DON'T MODIFY ANYTHING IN THIS CELL THAT IS BELOW THIS LINE
"""
loaded_graph = tf.Graph()
with tf.Session(graph=loaded_graph) as sess:
    # Load saved model
    loader = tf.train.import_meta_graph(load_dir + '.meta')
    loader.restore(sess, load_dir)

    # Get Tensors from loaded model
    input_text, initial_state, final_state, probs = get_tensors(loaded_graph)

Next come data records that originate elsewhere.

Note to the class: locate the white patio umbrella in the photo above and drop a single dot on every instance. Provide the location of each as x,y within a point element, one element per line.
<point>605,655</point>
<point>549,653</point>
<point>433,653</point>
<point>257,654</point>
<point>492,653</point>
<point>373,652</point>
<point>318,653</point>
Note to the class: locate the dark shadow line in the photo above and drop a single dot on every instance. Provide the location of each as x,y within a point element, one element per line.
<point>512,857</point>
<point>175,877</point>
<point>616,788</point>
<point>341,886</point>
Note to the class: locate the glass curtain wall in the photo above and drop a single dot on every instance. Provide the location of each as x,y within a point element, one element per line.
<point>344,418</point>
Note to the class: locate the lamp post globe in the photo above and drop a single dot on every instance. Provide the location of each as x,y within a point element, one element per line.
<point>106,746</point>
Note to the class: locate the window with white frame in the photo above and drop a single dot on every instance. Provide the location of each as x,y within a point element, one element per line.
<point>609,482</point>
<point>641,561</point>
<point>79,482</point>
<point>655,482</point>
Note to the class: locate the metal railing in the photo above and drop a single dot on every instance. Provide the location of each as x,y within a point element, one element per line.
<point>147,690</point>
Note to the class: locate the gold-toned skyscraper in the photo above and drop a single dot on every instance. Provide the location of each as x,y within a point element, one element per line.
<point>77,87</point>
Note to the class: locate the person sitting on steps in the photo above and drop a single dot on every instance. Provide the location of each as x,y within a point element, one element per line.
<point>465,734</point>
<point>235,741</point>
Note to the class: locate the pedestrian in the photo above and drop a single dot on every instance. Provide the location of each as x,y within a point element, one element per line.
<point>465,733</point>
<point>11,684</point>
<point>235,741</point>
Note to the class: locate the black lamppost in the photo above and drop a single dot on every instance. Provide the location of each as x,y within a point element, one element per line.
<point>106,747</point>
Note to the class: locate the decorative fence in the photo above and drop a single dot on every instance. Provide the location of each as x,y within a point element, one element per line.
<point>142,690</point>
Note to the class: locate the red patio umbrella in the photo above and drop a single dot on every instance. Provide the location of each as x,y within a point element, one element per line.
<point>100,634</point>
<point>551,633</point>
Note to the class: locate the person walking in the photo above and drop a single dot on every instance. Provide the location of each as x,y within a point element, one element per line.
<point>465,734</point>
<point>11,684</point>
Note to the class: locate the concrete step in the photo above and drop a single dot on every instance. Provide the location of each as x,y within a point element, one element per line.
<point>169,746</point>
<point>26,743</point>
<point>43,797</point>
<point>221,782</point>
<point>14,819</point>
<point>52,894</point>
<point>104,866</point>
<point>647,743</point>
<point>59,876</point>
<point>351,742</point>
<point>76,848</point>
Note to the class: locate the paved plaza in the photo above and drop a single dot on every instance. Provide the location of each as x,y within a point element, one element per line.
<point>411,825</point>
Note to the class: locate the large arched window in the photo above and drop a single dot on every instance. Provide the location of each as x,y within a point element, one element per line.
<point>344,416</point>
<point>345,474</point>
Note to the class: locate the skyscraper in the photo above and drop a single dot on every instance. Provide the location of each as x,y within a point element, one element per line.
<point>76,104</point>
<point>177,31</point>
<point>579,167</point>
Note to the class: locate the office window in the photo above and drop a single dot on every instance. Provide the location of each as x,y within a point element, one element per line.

    # Sentences generation setup
    gen_sentences = [prime_word + ':']
    prev_state = sess.run(initial_state, {input_text: np.array([[1]])})

    # Generate sentences
    for n in range(gen_length):
        # Dynamic Input
        dyn_input = [[vocab_to_int[word] for word in gen_sentences[-seq_length:]]]
        dyn_seq_length = len(dyn_input[0])

        # Get Prediction
        probabilities, prev_state = sess.run(
            [probs, final_state],
            {input_text: dyn_input, initial_state: prev_state})
        
        pred_word = pick_word(probabilities[dyn_seq_length-1], int_to_vocab)

        gen_sentences.append(pred_word)
    
    # Remove tokens
    tv_script = ' '.join(gen_sentences)
    for key, token in token_dict.items():
        ending = ' ' if key in ['\n', '(', '"'] else ''
        tv_script = tv_script.replace(' ' + token.lower(), key)
    tv_script = tv_script.replace('\n ', '\n')
    tv_script = tv_script.replace('( ', '(')
        
    print(tv_script)


# # 这个电视剧剧本是无意义的
# 如果这个电视剧剧本毫无意义，那也没有关系。我们的训练文本不到一兆字节。为了获得更好的结果，你需要使用更小的词汇范围或是更多数据。幸运的是，我们的确拥有更多数据！在本项目开始之初我们也曾提过，这是[另一个数据集](https://www.kaggle.com/wcukierski/the-simpsons-by-the-data)的子集。我们并没有让你基于所有数据进行训练，因为这将耗费大量时间。然而，你可以随意使用这些数据训练你的神经网络。当然，是在完成本项目之后。
# # 提交项目
# 在提交项目时，请确保你在保存 notebook 前运行了所有的单元格代码。请将 notebook 文件保存为 "dlnd_tv_script_generation.ipynb"，并将它作为 HTML 文件保存在 "File" -> "Download as" 中。请将 "helper.py" 和 "problem_unittests.py" 文件一并提交。